Special knowledge helps identify problems

Yet doctors such as Dale, who is chairman of the geriatrics department at the University of Chicago Medical Center , worry that as the U.S. health care system pushes more high-tech care and ever more expensive and aggressive surgeries, it misses the big picture in the process. He recalls meeting a patient with worsening dementia whose ill-advised surgery for low-grade prostate cancer left him incontinent. This side effect created a need for more surgery, which only caused further disruptive complications.

“His dementia should have been recognized from the beginning, and they never should have started this sequence of expensive, unnecessary care, which lowered his quality of life,” Dale contends. “That’s something any reasonably trained geriatrician would have noticed.”

Medical conductors keep patients on track

Unlike some specialists, geriatricians take an interdisciplinary approach to medicine, working with teams of nurses, psychiatrists, surgeons, social workers and therapists. Geriatricians tend to be “more low-tech,” says Butler. They refer to themselves as quarterbacks or conductors, as they juggle conversations with various specialists and prescriptions from various other doctors, maintaining a focus on quality of life.
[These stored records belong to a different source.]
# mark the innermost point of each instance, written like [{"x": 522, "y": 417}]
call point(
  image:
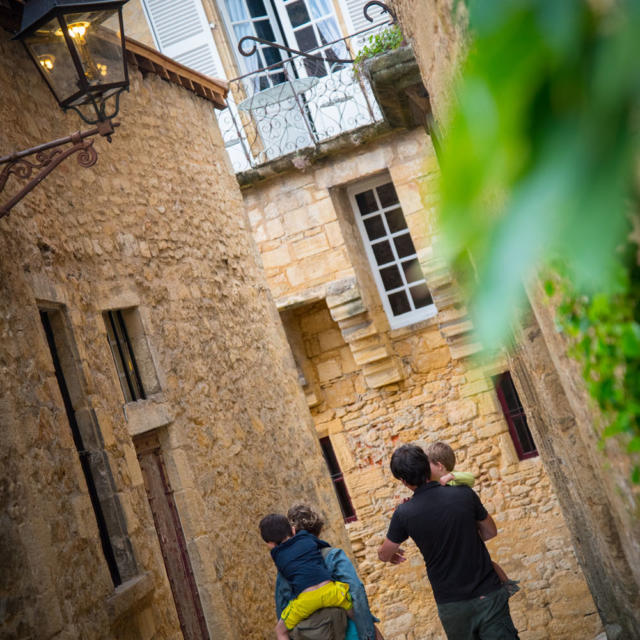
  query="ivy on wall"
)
[
  {"x": 386, "y": 40},
  {"x": 604, "y": 329},
  {"x": 538, "y": 165}
]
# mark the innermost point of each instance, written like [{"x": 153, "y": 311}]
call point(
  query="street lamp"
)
[{"x": 79, "y": 49}]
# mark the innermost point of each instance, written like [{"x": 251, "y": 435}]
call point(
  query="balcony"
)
[{"x": 297, "y": 104}]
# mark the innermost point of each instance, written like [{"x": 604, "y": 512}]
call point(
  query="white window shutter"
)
[{"x": 181, "y": 31}]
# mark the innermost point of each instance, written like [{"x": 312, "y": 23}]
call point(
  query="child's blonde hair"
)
[{"x": 443, "y": 453}]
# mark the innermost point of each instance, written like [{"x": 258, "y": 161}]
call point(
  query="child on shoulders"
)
[
  {"x": 442, "y": 461},
  {"x": 298, "y": 558}
]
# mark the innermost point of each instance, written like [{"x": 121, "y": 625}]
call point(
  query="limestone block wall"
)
[
  {"x": 370, "y": 388},
  {"x": 437, "y": 32},
  {"x": 610, "y": 514},
  {"x": 157, "y": 225}
]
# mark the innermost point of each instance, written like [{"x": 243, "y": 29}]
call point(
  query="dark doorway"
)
[{"x": 171, "y": 538}]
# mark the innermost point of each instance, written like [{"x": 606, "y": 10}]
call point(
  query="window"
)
[
  {"x": 131, "y": 354},
  {"x": 87, "y": 438},
  {"x": 256, "y": 18},
  {"x": 313, "y": 24},
  {"x": 348, "y": 512},
  {"x": 515, "y": 416},
  {"x": 300, "y": 24},
  {"x": 392, "y": 255}
]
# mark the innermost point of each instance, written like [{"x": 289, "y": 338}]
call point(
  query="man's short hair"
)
[
  {"x": 411, "y": 464},
  {"x": 442, "y": 452},
  {"x": 275, "y": 528}
]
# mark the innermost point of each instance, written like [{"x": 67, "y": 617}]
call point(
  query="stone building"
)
[
  {"x": 598, "y": 501},
  {"x": 130, "y": 495},
  {"x": 342, "y": 211}
]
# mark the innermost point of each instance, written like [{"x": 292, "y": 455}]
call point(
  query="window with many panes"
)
[
  {"x": 312, "y": 23},
  {"x": 257, "y": 18},
  {"x": 299, "y": 24},
  {"x": 391, "y": 252},
  {"x": 348, "y": 512},
  {"x": 515, "y": 416}
]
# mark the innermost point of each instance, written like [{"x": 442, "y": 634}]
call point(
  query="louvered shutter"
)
[
  {"x": 181, "y": 31},
  {"x": 353, "y": 12}
]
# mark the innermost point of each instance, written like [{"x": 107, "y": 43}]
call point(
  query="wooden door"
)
[{"x": 171, "y": 537}]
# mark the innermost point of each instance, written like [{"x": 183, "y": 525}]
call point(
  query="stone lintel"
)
[
  {"x": 147, "y": 415},
  {"x": 370, "y": 354},
  {"x": 347, "y": 310},
  {"x": 129, "y": 595},
  {"x": 382, "y": 373}
]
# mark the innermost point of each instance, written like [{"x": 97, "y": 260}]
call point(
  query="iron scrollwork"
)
[
  {"x": 289, "y": 50},
  {"x": 46, "y": 158},
  {"x": 377, "y": 3}
]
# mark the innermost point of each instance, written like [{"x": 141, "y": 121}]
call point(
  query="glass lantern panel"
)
[
  {"x": 99, "y": 46},
  {"x": 49, "y": 50}
]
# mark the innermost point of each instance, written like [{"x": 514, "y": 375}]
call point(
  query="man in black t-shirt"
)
[{"x": 449, "y": 525}]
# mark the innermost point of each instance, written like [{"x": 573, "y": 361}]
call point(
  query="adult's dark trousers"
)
[{"x": 483, "y": 618}]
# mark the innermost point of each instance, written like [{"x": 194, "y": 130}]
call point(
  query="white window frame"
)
[
  {"x": 290, "y": 31},
  {"x": 229, "y": 24},
  {"x": 410, "y": 317},
  {"x": 185, "y": 45}
]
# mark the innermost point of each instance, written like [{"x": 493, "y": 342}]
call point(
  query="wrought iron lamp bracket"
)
[
  {"x": 47, "y": 157},
  {"x": 100, "y": 107}
]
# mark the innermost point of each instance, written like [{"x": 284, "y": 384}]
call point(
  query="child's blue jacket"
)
[{"x": 340, "y": 568}]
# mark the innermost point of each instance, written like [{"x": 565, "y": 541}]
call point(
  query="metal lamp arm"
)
[
  {"x": 251, "y": 51},
  {"x": 47, "y": 157}
]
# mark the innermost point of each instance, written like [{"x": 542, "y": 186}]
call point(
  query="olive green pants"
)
[{"x": 483, "y": 618}]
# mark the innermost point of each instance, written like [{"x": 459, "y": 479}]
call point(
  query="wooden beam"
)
[{"x": 151, "y": 60}]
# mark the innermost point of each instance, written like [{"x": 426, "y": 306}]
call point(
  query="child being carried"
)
[
  {"x": 442, "y": 461},
  {"x": 298, "y": 558}
]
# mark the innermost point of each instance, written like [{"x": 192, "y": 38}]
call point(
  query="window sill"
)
[
  {"x": 128, "y": 595},
  {"x": 401, "y": 332},
  {"x": 146, "y": 415}
]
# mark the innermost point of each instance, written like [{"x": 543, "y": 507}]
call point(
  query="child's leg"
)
[
  {"x": 510, "y": 585},
  {"x": 281, "y": 630},
  {"x": 501, "y": 574}
]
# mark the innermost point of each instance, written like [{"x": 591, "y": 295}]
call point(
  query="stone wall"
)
[
  {"x": 437, "y": 31},
  {"x": 371, "y": 388},
  {"x": 156, "y": 225},
  {"x": 593, "y": 485}
]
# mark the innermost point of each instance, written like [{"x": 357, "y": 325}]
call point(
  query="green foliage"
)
[
  {"x": 538, "y": 157},
  {"x": 538, "y": 166},
  {"x": 378, "y": 43},
  {"x": 605, "y": 334}
]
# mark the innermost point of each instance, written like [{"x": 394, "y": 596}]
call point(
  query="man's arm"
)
[
  {"x": 486, "y": 528},
  {"x": 391, "y": 552}
]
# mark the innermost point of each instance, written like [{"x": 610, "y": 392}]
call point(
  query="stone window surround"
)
[
  {"x": 138, "y": 587},
  {"x": 87, "y": 421}
]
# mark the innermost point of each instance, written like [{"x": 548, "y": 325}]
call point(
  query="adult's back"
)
[
  {"x": 443, "y": 522},
  {"x": 449, "y": 525}
]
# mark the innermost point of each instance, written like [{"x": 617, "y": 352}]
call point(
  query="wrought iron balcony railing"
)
[{"x": 297, "y": 103}]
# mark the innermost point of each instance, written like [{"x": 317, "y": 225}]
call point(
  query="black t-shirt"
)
[{"x": 442, "y": 521}]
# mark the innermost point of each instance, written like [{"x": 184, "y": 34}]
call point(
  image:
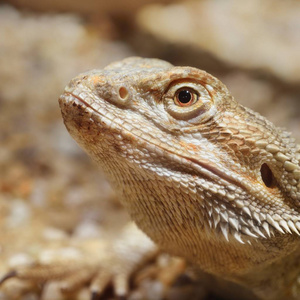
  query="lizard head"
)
[{"x": 197, "y": 171}]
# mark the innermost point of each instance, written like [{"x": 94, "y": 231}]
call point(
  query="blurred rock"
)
[
  {"x": 119, "y": 7},
  {"x": 247, "y": 34}
]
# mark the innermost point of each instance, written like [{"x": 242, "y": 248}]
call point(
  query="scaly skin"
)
[{"x": 208, "y": 180}]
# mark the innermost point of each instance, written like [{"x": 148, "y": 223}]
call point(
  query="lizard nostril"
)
[
  {"x": 267, "y": 176},
  {"x": 123, "y": 93}
]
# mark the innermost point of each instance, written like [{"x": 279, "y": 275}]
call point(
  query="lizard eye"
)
[
  {"x": 185, "y": 97},
  {"x": 188, "y": 101}
]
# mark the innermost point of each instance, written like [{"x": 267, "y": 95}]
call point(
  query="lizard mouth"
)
[{"x": 206, "y": 168}]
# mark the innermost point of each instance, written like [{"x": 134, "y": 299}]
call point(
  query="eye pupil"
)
[{"x": 184, "y": 96}]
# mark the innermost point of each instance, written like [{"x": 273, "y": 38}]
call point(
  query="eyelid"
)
[
  {"x": 189, "y": 112},
  {"x": 194, "y": 94}
]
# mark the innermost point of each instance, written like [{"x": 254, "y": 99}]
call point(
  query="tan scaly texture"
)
[{"x": 204, "y": 177}]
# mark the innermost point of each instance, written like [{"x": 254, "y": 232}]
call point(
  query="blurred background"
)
[{"x": 52, "y": 197}]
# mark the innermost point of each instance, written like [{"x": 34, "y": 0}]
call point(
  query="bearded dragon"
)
[{"x": 204, "y": 177}]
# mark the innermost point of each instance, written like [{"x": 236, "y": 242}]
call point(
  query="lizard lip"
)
[{"x": 204, "y": 165}]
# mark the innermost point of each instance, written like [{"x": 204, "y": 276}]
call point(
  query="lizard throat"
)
[{"x": 205, "y": 168}]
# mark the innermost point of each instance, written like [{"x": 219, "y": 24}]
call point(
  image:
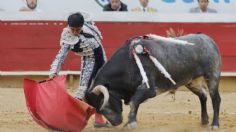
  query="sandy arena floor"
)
[{"x": 158, "y": 114}]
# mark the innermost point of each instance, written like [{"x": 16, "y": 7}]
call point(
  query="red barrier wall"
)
[{"x": 32, "y": 45}]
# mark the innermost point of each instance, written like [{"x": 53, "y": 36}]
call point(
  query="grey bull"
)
[{"x": 189, "y": 65}]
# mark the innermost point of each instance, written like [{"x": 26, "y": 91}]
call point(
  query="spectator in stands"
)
[
  {"x": 144, "y": 7},
  {"x": 202, "y": 7},
  {"x": 30, "y": 6},
  {"x": 115, "y": 5},
  {"x": 83, "y": 38}
]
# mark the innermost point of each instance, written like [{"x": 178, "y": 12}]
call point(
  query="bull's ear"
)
[{"x": 92, "y": 99}]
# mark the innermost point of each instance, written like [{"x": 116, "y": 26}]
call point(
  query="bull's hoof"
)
[
  {"x": 131, "y": 125},
  {"x": 214, "y": 127}
]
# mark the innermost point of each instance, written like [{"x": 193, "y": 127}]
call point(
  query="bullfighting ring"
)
[{"x": 161, "y": 113}]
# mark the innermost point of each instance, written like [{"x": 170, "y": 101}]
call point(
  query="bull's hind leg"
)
[
  {"x": 140, "y": 95},
  {"x": 213, "y": 84},
  {"x": 197, "y": 87}
]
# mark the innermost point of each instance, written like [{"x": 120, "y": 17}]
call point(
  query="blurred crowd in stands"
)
[{"x": 118, "y": 5}]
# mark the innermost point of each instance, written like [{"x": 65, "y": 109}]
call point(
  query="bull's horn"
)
[{"x": 101, "y": 89}]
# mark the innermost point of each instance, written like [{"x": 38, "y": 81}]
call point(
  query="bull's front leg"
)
[{"x": 140, "y": 95}]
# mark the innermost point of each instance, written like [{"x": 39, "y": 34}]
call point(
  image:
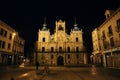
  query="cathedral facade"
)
[{"x": 60, "y": 48}]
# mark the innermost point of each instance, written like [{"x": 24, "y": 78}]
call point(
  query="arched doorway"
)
[{"x": 60, "y": 61}]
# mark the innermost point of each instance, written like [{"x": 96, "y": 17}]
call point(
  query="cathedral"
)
[{"x": 60, "y": 48}]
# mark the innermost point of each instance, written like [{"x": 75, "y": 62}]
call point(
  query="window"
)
[
  {"x": 1, "y": 31},
  {"x": 43, "y": 49},
  {"x": 10, "y": 37},
  {"x": 112, "y": 42},
  {"x": 68, "y": 56},
  {"x": 43, "y": 39},
  {"x": 110, "y": 30},
  {"x": 103, "y": 35},
  {"x": 68, "y": 49},
  {"x": 118, "y": 24},
  {"x": 77, "y": 56},
  {"x": 52, "y": 56},
  {"x": 9, "y": 45},
  {"x": 77, "y": 49},
  {"x": 2, "y": 44},
  {"x": 60, "y": 27},
  {"x": 60, "y": 49},
  {"x": 76, "y": 39},
  {"x": 52, "y": 49},
  {"x": 5, "y": 33}
]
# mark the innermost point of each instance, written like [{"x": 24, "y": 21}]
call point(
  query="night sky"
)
[{"x": 27, "y": 16}]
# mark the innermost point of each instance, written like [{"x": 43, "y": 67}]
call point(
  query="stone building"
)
[
  {"x": 106, "y": 40},
  {"x": 11, "y": 45},
  {"x": 60, "y": 48}
]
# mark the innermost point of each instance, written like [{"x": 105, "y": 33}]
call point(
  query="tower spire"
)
[
  {"x": 44, "y": 24},
  {"x": 75, "y": 24}
]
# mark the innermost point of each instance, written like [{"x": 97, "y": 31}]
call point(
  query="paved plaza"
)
[{"x": 60, "y": 73}]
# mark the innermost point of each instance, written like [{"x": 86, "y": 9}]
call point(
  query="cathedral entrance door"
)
[{"x": 60, "y": 61}]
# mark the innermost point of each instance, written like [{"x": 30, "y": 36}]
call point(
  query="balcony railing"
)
[{"x": 56, "y": 51}]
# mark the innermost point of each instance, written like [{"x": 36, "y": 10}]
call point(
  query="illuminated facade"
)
[
  {"x": 60, "y": 48},
  {"x": 11, "y": 45},
  {"x": 106, "y": 47}
]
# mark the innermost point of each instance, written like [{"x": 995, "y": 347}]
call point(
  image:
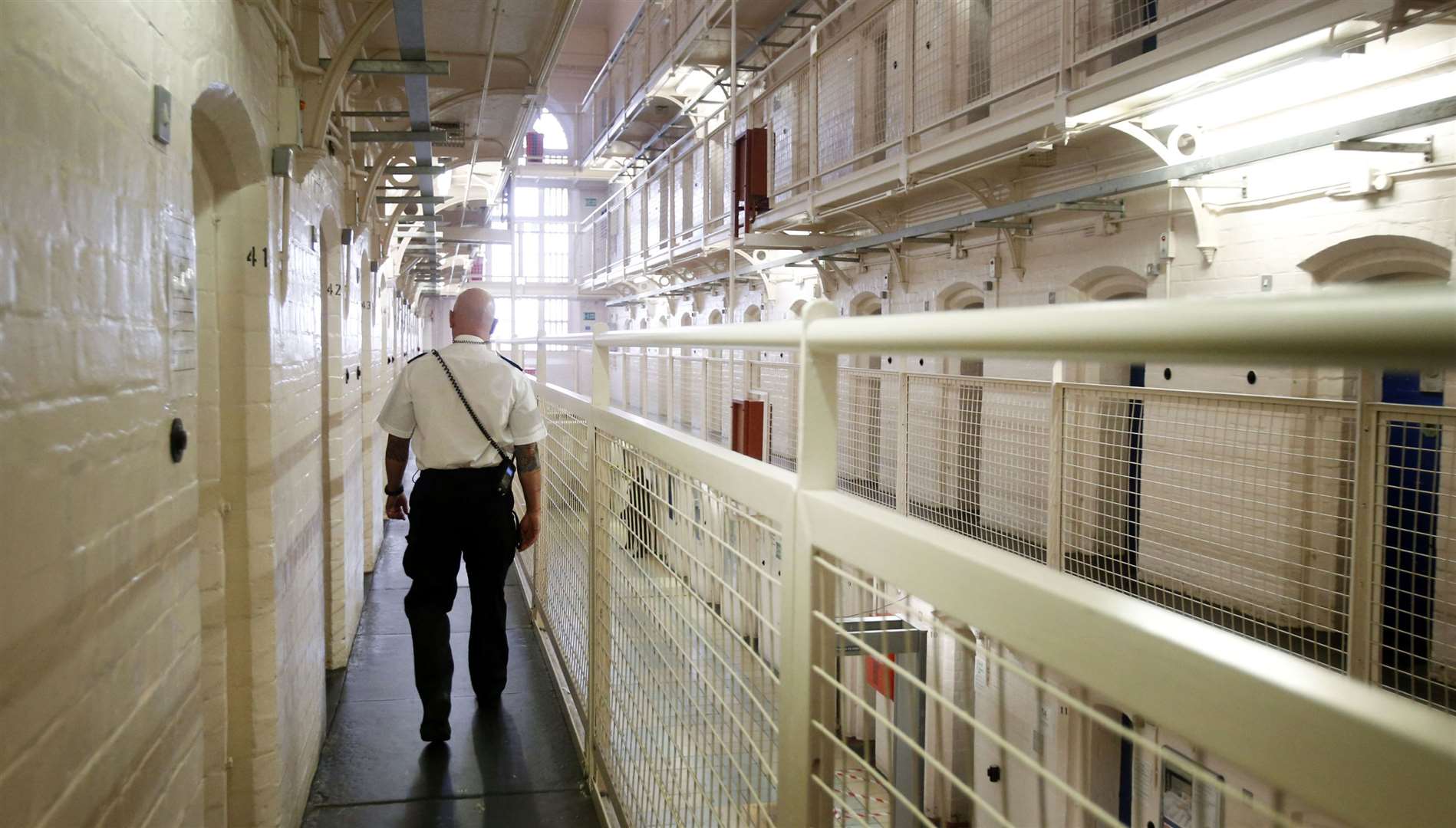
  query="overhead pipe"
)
[
  {"x": 479, "y": 115},
  {"x": 285, "y": 32}
]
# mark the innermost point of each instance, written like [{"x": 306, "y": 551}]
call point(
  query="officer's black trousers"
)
[{"x": 453, "y": 513}]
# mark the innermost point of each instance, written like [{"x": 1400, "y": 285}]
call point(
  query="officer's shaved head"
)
[{"x": 473, "y": 314}]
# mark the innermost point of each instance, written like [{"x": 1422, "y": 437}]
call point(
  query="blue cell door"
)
[{"x": 1413, "y": 469}]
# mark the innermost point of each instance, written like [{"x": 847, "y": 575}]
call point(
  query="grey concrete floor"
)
[{"x": 514, "y": 766}]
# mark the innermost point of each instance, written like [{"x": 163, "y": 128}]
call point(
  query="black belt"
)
[{"x": 466, "y": 473}]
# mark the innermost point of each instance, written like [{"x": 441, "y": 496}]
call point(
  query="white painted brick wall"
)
[{"x": 117, "y": 597}]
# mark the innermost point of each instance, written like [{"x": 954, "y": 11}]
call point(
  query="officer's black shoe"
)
[
  {"x": 434, "y": 731},
  {"x": 436, "y": 725}
]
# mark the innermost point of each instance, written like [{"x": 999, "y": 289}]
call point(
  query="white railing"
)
[
  {"x": 877, "y": 85},
  {"x": 763, "y": 649}
]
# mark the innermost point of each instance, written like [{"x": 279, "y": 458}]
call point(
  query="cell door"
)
[{"x": 1407, "y": 593}]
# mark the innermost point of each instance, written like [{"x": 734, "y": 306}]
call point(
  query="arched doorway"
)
[
  {"x": 1110, "y": 484},
  {"x": 1110, "y": 764},
  {"x": 1417, "y": 457},
  {"x": 957, "y": 426},
  {"x": 716, "y": 406},
  {"x": 229, "y": 201},
  {"x": 868, "y": 405}
]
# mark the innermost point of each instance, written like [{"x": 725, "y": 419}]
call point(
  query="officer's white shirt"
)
[{"x": 424, "y": 408}]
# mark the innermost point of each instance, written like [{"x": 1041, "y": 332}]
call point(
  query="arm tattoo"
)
[
  {"x": 398, "y": 449},
  {"x": 528, "y": 458}
]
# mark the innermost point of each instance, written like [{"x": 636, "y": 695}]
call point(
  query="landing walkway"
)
[{"x": 513, "y": 766}]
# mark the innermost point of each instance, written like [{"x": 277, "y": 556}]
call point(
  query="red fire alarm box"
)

Without a geriatrician, a patient can get sent to a slew of specialists, each with a myopic interest in treating his or her area (the brain, the heart). That can lead to expensive, invasive treatments that drive up health care costs and, ironically, may undermine the overall health of the patient. A geriatrician can improve quality of life and save money by preventing falls, spotting early dementia and coordinating medications and care, notes Cheryl Phillips, M.D., president of the American Geriatrics Society.

Finding a geriatrician

In the absence of a referral, the best place to find a geriatrician is through the American Geriatrics Society. Its Foundation for Health in Aging includes a physician referral service and many links and consumer tools.

But the fact is, “we’ll never have enough geriatricians,” says David Reuben, chief of geriatric medicine at UCLA . The alternative for many patients will be to find family physicians or internists with some geriatric training and simply an interest in older patients.